Application number: EP88480017A
Authority: EP
Inventors: Michèle Rosso; Claude Galand
Original assignee: International Business Machines Corp
Current assignee: International Business Machines Corp
Priority date: 1988-07-18
Filing date: 1988-07-18
Publication date: 1994-10-19
Anticipated expiration: 2008-07-18
Also published as: EP0351479A1; JPH0761016B2; DE3851887T2; DE3851887D1; JPH0260231A; US5231669A

Description

This is a method and device for improving low bit rate coding of signals provided by voice terminals.

Background of the Invention

Low bit rate voice coding has been performed through use of signal bandwidth limitation, whereby the original voice signal is first filtered to derive therefrom a base-band signal which, according to Nyquist theory could be sampled efficiently at a rate lower than the rate used for the original full-band signal. Said limited bandwidth may therefore be coded at low bit rate.
Subsequent decoding and conversion back to the original signal is achieved by spreading the base-band over a broader bandwidth and up-rating the sampling rate.
Traditionally, the above mentioned filtering is achieved with a low pass filter with a cut-off frequency at about 1300 Hertz, i.e. large enough to include any speaker's pitch frequency. Said low pass filtering is either operated directly over the signal provided by the voice terminal, or operated over a decorrelated residual derived signal from said voice terminal signal. Both cases may be defined as dealing with voice terminal derived signals.
In some applications, e.g. related to telephony, the network over which the coded voice signal is to be transmitted, is also used to carry non voice originated signals, like for instance busy tones or other service tones. Said tones are made of a pure sinewave which might be at a frequency higher than the low-pass filter cut-off frequency.
The conventional base-band coding operations would then lead to loss of tones, or even worse, to dramatic tone distorsions which could affect the whole network operation.
An improved method for medium bit rate has already been proposed in ICASSP 86 IEEE-IECEJ-ASJ INTERNATIONAL CONFERENCE ON ACOUSTICS, SPEECH AND SIGNAL PROCESSING, Tokyo, 7th-11th April 1986, vol 4, pp 3075-3078, "Adaptive subbands excited transform (ASET) coding, by E Mazor et al, wherein the signal is made to comprise a set of adaptively selected sub-bands rather than a single low frequency sub-band.

Object of the Invention

One object of the invention is to provide an improved low rate coding method for voice terminal derived signals, which method enables efficiently coding tones. It applies more particularly to coding schemes including band limiting the original voice terminal derived signal, sub-sampling and coding said band limited signal for subsequently sreading said band-limited bandwidth back to original full-band during voice synthesis operations.
The invention deals with a improved method for low rate encoding a sampled voice terminal derived signal, including splitting said signal bandwidth into at least two adjacent sub-bands, sub-sampling and coding the contents of each sub-band, then up sampling said coded sub-band contents back, deriving error data by sub-tracting each up sampled sub-band contents from the original voice terminal derived signal for selecting the coded sub-band contents closest to said original based on a mean square criteria to be representative there of.
More particularly, the invention deals with a low bit rate coding process and device as claimed in clams 1 and 3.
These and other objects, advantages and features of the present invention will become more readily apparent from the following specification when taken in conjunction with the drawings.
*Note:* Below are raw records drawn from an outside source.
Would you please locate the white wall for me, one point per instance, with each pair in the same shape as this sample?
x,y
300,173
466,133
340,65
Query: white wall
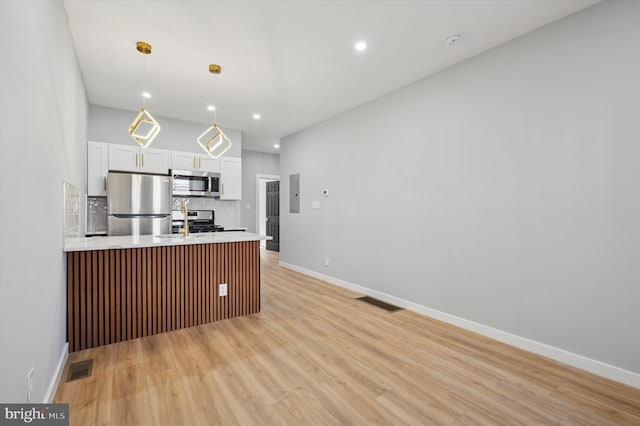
x,y
43,143
111,125
504,190
255,163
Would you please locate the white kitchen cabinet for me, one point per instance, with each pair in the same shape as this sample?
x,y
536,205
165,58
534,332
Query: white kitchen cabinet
x,y
128,158
208,164
194,162
230,178
97,168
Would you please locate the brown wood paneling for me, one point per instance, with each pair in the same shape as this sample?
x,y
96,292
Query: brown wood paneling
x,y
122,294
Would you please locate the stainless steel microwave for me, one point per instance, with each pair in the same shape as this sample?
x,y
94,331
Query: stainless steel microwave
x,y
188,183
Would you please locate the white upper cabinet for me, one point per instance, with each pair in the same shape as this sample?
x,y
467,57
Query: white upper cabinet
x,y
208,164
127,158
154,161
230,178
97,168
194,162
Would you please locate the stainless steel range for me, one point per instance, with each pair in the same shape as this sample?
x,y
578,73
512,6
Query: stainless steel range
x,y
199,221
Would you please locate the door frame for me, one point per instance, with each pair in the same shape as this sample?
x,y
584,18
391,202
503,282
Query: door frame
x,y
260,177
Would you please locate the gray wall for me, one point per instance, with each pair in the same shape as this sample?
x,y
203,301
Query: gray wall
x,y
43,111
504,190
255,163
111,125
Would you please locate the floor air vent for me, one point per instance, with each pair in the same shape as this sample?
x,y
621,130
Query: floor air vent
x,y
379,303
80,370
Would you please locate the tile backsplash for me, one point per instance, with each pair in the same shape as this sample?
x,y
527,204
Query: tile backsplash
x,y
227,213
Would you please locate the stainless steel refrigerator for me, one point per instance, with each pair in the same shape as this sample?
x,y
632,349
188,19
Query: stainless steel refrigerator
x,y
138,204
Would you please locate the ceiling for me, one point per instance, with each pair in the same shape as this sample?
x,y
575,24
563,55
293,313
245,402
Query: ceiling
x,y
293,62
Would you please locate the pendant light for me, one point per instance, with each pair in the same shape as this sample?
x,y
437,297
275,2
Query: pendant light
x,y
144,127
219,143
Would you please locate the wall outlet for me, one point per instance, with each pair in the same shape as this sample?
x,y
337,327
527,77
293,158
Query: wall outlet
x,y
30,384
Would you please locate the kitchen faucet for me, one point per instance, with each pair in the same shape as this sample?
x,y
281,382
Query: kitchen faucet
x,y
185,211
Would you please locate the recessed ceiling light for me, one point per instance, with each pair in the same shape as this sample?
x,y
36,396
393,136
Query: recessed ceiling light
x,y
453,39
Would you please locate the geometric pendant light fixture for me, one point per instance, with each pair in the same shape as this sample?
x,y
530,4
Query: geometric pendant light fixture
x,y
213,140
144,127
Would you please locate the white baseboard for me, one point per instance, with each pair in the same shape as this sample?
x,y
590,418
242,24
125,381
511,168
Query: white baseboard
x,y
55,380
596,367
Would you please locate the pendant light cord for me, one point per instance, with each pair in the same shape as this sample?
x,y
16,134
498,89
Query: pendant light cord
x,y
144,73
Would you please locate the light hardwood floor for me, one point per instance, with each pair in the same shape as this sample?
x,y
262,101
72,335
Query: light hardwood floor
x,y
316,356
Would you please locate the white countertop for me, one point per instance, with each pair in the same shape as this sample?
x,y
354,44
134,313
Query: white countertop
x,y
137,241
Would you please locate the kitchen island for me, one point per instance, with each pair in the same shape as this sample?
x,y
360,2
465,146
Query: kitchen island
x,y
125,287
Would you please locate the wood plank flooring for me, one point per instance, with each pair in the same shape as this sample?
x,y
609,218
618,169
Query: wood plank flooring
x,y
316,356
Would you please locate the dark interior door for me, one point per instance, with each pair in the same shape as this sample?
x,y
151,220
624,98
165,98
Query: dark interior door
x,y
273,215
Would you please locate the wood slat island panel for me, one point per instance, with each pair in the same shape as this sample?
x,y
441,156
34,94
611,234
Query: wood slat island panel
x,y
121,294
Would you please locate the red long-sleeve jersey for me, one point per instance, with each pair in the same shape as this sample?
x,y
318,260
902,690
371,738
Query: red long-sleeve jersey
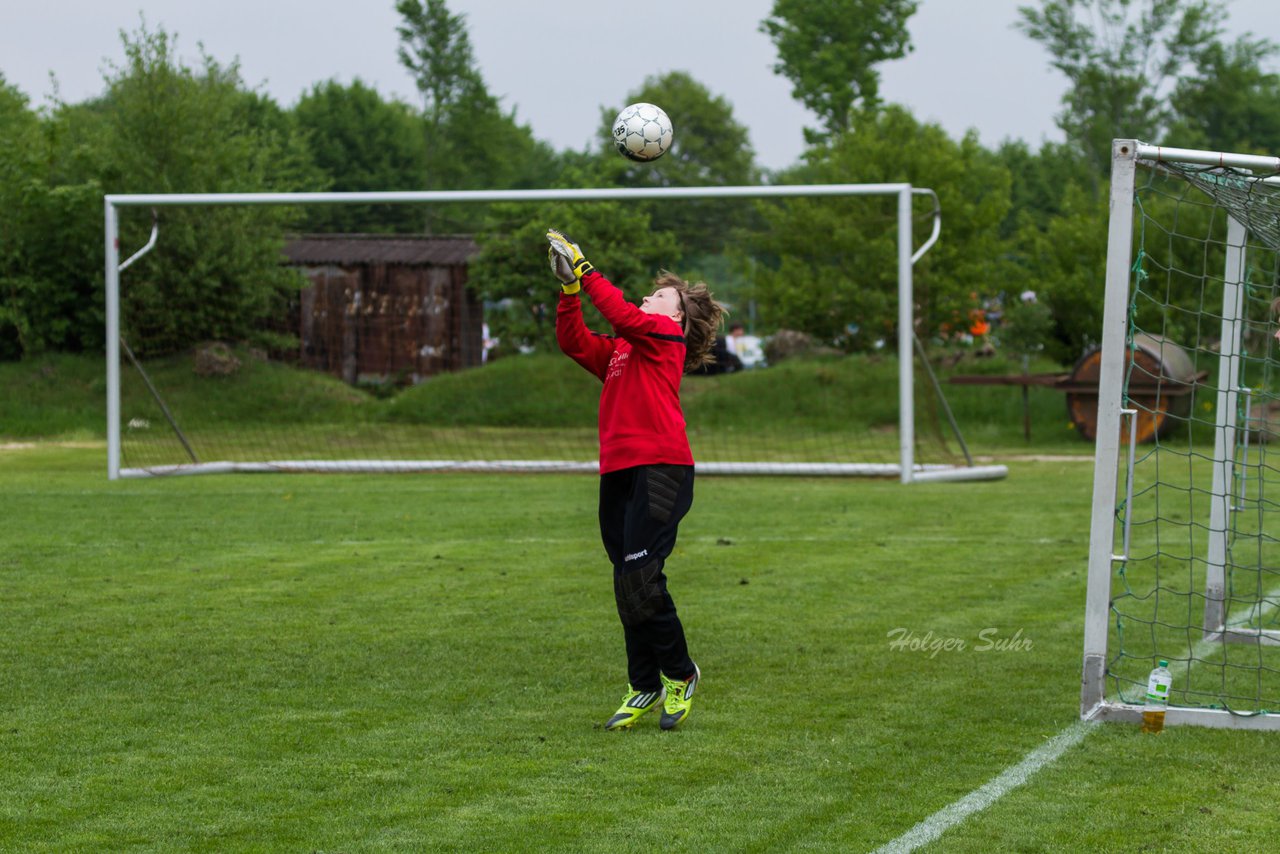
x,y
640,365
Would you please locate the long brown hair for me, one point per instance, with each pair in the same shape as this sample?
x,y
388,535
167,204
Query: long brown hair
x,y
702,318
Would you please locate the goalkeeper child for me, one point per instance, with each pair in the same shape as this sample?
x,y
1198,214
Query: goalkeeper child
x,y
647,469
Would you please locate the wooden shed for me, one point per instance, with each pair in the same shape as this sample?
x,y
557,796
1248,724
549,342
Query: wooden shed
x,y
385,307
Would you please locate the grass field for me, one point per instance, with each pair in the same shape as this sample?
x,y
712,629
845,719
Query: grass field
x,y
365,663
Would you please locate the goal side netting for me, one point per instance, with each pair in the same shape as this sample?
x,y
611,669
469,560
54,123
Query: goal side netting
x,y
388,360
1184,552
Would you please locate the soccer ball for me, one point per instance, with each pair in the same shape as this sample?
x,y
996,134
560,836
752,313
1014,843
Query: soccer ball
x,y
643,132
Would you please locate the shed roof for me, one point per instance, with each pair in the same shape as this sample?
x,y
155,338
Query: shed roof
x,y
380,249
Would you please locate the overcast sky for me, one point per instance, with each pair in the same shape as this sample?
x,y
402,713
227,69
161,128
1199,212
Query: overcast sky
x,y
558,62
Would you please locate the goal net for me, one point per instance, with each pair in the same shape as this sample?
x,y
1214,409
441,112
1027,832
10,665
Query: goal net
x,y
394,355
1184,557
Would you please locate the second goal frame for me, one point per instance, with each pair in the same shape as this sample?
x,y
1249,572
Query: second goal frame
x,y
1109,547
906,469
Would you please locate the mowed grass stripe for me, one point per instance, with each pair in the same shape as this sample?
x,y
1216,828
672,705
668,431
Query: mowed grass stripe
x,y
324,681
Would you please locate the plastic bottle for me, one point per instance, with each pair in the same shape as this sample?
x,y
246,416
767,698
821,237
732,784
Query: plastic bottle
x,y
1157,698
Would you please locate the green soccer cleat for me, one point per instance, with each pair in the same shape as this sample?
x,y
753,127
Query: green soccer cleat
x,y
634,707
680,698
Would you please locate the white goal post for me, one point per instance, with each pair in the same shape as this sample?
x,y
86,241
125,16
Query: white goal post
x,y
906,469
1183,562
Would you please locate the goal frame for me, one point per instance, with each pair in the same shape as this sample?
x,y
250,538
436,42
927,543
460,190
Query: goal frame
x,y
1095,706
906,469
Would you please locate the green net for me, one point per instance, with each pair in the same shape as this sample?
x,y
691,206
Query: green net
x,y
1201,581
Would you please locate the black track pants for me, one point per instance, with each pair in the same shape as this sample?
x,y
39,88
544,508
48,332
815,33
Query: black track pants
x,y
640,511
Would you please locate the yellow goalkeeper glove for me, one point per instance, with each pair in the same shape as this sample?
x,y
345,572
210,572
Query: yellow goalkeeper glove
x,y
567,261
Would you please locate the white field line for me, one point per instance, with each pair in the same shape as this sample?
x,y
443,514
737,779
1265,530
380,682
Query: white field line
x,y
997,788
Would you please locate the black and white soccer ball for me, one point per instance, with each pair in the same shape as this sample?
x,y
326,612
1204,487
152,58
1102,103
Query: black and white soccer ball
x,y
643,132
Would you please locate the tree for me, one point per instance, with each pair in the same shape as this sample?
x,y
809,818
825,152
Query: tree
x,y
159,127
620,238
470,142
828,49
1121,60
23,208
828,266
362,142
437,51
1230,103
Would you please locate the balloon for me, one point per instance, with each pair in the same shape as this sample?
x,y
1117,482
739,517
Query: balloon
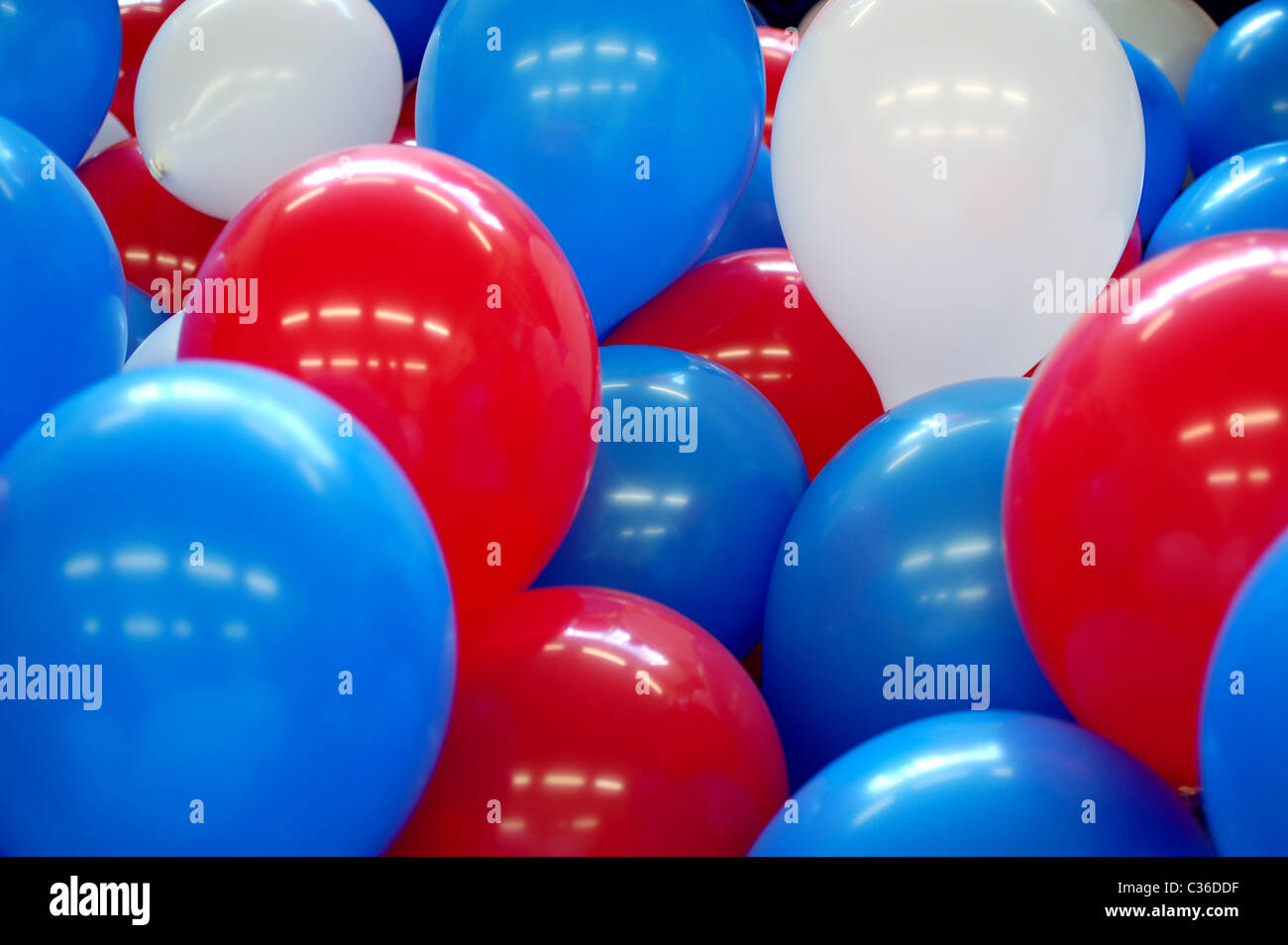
x,y
751,313
266,643
1239,89
1247,192
273,86
670,499
912,204
596,722
426,299
754,222
158,236
630,134
58,62
1149,471
986,785
898,575
1171,33
1244,744
1166,155
62,297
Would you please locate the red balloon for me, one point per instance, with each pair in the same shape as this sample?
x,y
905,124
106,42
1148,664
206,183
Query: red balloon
x,y
1149,472
750,312
155,232
777,48
425,297
597,722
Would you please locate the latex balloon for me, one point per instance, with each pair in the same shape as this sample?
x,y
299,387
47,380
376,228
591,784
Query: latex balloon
x,y
160,239
58,62
907,202
271,86
62,297
1239,90
1166,151
986,785
596,722
751,313
428,300
1244,746
670,498
270,636
754,222
1247,192
1147,473
630,134
896,606
1171,33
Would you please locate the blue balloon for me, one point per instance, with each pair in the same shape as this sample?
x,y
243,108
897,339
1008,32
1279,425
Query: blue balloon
x,y
1244,740
1166,150
62,291
690,520
900,574
258,609
754,222
631,134
1248,192
986,785
58,65
1239,85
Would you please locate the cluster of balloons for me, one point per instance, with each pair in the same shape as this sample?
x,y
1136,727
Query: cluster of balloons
x,y
509,428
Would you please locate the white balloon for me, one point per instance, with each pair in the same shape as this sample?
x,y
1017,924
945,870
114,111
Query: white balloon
x,y
235,93
939,163
1171,33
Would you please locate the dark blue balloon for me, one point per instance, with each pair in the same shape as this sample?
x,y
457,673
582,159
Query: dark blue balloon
x,y
62,291
1166,153
694,518
986,785
1239,85
228,555
900,572
1244,737
58,67
1247,192
629,129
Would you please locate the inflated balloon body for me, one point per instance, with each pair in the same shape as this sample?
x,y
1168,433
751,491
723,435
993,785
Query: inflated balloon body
x,y
1149,472
896,604
429,301
986,785
271,85
695,479
1244,743
1249,191
629,133
159,236
1166,155
751,313
596,722
62,297
265,647
915,204
1239,86
754,222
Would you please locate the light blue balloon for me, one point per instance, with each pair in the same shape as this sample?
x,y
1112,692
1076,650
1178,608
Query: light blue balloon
x,y
691,520
59,62
986,785
62,291
267,602
900,567
1247,192
629,129
1244,738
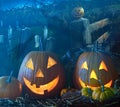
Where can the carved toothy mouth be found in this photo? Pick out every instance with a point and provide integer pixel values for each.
(42, 88)
(93, 87)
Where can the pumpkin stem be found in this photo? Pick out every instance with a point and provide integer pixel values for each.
(9, 78)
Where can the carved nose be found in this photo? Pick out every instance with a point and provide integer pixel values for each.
(93, 75)
(39, 73)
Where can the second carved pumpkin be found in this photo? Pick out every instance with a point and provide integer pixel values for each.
(42, 74)
(94, 69)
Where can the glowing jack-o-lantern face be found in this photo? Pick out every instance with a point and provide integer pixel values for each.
(94, 69)
(41, 73)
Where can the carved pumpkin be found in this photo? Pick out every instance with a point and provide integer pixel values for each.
(10, 87)
(42, 74)
(102, 93)
(93, 67)
(86, 92)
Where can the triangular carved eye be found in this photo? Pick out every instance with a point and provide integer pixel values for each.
(51, 62)
(103, 66)
(84, 66)
(29, 64)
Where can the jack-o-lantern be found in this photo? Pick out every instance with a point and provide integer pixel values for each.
(94, 69)
(42, 74)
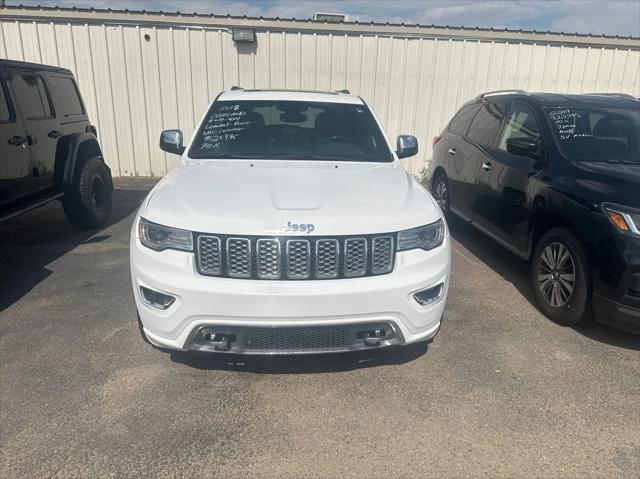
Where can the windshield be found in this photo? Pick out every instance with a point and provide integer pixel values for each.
(598, 134)
(290, 130)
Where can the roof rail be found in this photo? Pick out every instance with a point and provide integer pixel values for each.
(619, 95)
(501, 92)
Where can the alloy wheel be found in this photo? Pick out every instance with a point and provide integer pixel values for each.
(441, 194)
(556, 274)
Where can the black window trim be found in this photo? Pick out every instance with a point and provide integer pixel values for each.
(386, 143)
(494, 141)
(476, 105)
(507, 115)
(47, 91)
(12, 112)
(77, 90)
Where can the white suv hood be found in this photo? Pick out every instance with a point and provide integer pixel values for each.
(261, 197)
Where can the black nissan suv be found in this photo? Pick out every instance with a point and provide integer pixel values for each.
(48, 148)
(556, 180)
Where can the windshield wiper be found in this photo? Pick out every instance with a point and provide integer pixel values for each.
(611, 161)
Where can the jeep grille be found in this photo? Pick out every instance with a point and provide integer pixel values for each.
(286, 258)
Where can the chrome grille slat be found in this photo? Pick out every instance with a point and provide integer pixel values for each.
(355, 257)
(239, 257)
(327, 258)
(298, 259)
(382, 254)
(294, 258)
(268, 258)
(209, 255)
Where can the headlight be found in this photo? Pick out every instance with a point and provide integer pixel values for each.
(425, 237)
(626, 220)
(160, 237)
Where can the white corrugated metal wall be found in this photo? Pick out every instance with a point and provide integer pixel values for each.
(139, 79)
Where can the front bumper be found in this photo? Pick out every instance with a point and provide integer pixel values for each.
(616, 285)
(355, 306)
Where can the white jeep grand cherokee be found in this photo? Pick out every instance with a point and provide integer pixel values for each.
(289, 226)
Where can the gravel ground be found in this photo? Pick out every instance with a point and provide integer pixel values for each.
(501, 392)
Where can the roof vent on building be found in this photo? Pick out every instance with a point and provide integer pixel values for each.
(331, 17)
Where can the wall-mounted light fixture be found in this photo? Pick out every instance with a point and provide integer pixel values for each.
(244, 35)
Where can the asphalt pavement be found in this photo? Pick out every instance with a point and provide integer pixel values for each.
(501, 392)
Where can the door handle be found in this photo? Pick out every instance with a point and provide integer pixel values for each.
(17, 140)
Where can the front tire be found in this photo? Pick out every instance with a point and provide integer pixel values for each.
(441, 192)
(560, 277)
(87, 202)
(143, 335)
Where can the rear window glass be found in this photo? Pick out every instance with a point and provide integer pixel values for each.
(292, 130)
(5, 113)
(32, 96)
(597, 134)
(459, 124)
(484, 127)
(66, 94)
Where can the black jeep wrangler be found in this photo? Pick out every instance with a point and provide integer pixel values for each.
(48, 148)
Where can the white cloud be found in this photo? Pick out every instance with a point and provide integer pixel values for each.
(613, 17)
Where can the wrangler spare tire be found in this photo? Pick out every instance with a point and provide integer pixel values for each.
(87, 202)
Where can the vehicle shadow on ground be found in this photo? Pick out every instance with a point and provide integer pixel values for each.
(30, 242)
(516, 271)
(301, 364)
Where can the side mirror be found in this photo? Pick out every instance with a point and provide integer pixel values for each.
(524, 146)
(171, 141)
(407, 146)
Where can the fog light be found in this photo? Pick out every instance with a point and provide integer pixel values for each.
(429, 295)
(156, 299)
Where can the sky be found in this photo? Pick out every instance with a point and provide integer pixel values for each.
(609, 17)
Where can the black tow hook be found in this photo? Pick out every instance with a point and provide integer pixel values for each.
(218, 342)
(374, 337)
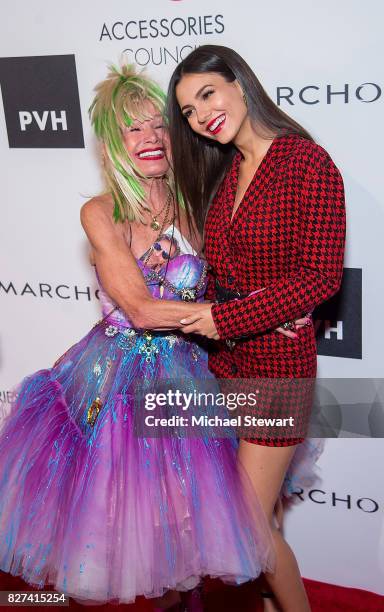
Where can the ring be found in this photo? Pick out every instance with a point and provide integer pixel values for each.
(289, 325)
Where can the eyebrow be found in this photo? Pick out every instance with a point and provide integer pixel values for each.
(153, 118)
(197, 95)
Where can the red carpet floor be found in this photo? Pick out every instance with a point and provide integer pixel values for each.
(220, 598)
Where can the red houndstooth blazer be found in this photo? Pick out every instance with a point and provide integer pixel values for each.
(287, 236)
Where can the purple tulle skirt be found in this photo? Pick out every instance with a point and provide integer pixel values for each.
(103, 514)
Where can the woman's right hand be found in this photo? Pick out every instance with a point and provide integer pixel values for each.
(299, 323)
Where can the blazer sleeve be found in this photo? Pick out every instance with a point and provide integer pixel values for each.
(210, 292)
(320, 268)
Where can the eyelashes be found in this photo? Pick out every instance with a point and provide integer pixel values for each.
(204, 97)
Brief Description of the Drawings

Figures 1 and 2 respectively represent block diagrams of a prior art coder and decoder wherein the invention is to be implemented.
Figures 3-6 are flow charts for implementing block functions of the devices of Figures 1 and 2.
Figures 7-8 are made to illustrate the problem to be solved by this invention.
Figures 9-10 and 14 are block diagrams illustrating the invention.
Figures 11-12 are flow chart for achieving the invention.
Figure 13 illustrate the improvement provided by the invention.
Figure 14 is a block diagram of another embodiment of the invention.

Description of the Preferred Embodiment

As already mentioned, the invention applies to different base band voice coding schemes.
Several base band coders to which the invention would fit nicely, are known, among which one may cite the Voice Excited Predictive Coder (VEPC), and the Regular Pulse Excited (RPE) coder.
For references to the VEPC, one may cite :

1. The IBM Journal of Research and Development, Vol. 29, No. 2, March 1985, pp. 147-157.
2. The Record of the 1978 IEEE International Conference on Acoustics, Speech and Signal Processing, pp. 307-311.
3. The European Patent 0,002,998 to this Applicant.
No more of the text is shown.